In his New Year’s letter to his mother in 1941, Cordes tells her that it is his dearest wish to feel again the elation of battle—to charge once more against the enemy and sweep the field clear.

• • •

The lightning victories of 1939 to 1941 brought new heights of euphoria. Once again, Hitler’s onwards-ever-onwards principle proved effective. The reports of success from battleground after battleground—Poland, Denmark, Norway, France, Africa and the Balkans—threw the German people into a frenzy of joy, happiness, satisfaction and triumph, a blend of emotions which left them susceptible to that particular sense of superiority that the Nazi ideologues had been inculcating in them for years.

‘Isn’t it terrific?’ Lore Walb wrote during the French campaign of May 1940. ‘No sooner has one event sunk in than the next one’s upon you.’ She had grown used to victory by then. Decades later, she would recall the day war broke out. It was a late summer’s morning and she was sitting in the kitchen with her mother, stoning cherries. From the radio, Hitler’s voice boomed on about retaliating against Poland, bomb for bomb. ‘The words and cadences, forever retrievable, are closely tied to the feelings spreading inside me: trepidation—“so it is going to happen, after all”—and apprehensive sorrow. I am twenty years old. I weep…’

Yet there is no sign of sorrow in the diary written by Lore’s twenty-year-old self. Page after page is filled with explanation and justification: the reasons for the invasion are set out in detail, written in the style of a war correspondent, as if Lore had adapted her voice to fit the occasion. She traces the course of events in clipped sentences, listing prisoners’ names and charting frontline movements, so that her diary reads like a military dispatch. The act of writing allowed her to savour the feeling of being a victor all over again. ‘World history has never known such a campaign—the opponent eliminated in a bare four weeks. It is just wonderful to be German.’ The newspapers ran death notices for men killed in action, but these seemed somehow unreal. The phrase ‘For Führer, people and fatherland’ evoked a sacrificial ritual. Occasionally, though, a personal connection to one the millions of prisoners, the many thousands of fallen soldiers, would penetrate this unreality. The deaths of Lore’s dancing-class partner, Klaus, and her slender blond schoolmate, Gerhard, receive only a brief mention, but such moments of chill reality stand out starkly against a general mood of intoxication, almost delirium, at Germany’s victories.

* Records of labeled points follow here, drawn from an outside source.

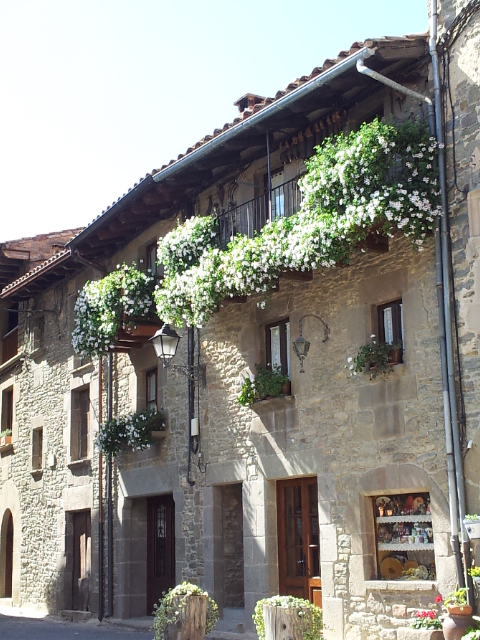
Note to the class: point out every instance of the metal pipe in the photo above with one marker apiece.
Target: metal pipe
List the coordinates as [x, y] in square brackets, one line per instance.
[190, 398]
[447, 275]
[256, 118]
[100, 495]
[109, 612]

When victory over France came in June 1940, half of Europe was under German control, but more importantly, the humiliation of defeat was wiped out. United as never before, the Germans hailed Adolf Hitler as their idol. A breathless Lore Walb did her best to keep pace with events, flitting from one news item to the next.

It’s strange to think that these are moments of historic significance and that we ourselves are getting to see something of them. I don’t believe we’ve fully grasped what great times we are living in.

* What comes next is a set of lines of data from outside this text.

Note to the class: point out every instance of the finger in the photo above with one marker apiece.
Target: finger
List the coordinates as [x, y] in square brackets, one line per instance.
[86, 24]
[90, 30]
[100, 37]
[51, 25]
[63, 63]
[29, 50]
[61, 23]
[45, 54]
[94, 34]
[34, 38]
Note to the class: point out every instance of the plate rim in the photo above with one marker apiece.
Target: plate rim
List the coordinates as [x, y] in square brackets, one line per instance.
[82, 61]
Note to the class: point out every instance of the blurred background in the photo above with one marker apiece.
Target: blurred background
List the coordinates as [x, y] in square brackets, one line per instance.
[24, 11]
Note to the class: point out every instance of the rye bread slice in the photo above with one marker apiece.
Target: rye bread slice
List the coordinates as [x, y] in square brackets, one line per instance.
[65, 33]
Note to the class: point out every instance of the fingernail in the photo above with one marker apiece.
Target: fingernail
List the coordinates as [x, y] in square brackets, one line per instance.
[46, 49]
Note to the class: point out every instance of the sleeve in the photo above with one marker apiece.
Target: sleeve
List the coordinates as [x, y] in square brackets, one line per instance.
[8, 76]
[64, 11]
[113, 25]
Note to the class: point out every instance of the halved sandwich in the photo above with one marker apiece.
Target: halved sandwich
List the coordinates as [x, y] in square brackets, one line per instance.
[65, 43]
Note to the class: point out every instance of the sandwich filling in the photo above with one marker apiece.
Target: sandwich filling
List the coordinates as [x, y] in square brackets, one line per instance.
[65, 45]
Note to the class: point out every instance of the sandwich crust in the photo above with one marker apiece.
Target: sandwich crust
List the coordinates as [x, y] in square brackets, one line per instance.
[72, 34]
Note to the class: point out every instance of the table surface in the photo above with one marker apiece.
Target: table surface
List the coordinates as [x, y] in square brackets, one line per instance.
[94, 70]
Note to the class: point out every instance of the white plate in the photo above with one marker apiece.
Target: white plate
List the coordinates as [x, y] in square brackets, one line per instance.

She dreamt of peace, believing after each victory that the happy ending was in sight. But the war showed no signs of stopping; instead it began to gnaw its way into day-to-day life. When Lore went to Munich to study, she saw young men with amputated arms and legs and battle-scarred faces, sometimes only a few seats away from her in the lecture theatre. Victors could also be losers.

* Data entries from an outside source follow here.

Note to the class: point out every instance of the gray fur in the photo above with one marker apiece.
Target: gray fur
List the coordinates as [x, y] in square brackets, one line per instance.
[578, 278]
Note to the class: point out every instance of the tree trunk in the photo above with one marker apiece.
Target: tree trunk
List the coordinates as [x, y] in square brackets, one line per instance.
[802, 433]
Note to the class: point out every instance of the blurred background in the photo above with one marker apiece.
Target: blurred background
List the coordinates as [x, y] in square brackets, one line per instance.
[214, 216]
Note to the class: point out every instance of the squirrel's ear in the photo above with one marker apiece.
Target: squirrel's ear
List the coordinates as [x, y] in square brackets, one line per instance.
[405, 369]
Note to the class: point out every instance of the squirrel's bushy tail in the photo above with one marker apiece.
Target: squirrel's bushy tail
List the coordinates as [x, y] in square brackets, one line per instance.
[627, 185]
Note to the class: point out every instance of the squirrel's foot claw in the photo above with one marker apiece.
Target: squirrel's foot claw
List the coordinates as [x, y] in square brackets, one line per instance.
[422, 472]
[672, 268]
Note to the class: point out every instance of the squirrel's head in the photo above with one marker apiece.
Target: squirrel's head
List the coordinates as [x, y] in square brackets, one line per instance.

The war went on, but after a while no further headway was made. People weren’t used to that. Lore Walb may have been politically naive, but she was good at gauging the general mood. When she sat down to write in her diary on 3 October 1940, she had no progress to report—no victory, no turning point. Even so, she sensed that something had happened. ‘For the first time since war broke out, my perpetual optimism is shaken. We’re not getting anywhere with England. It looks as if there’s something wrong.’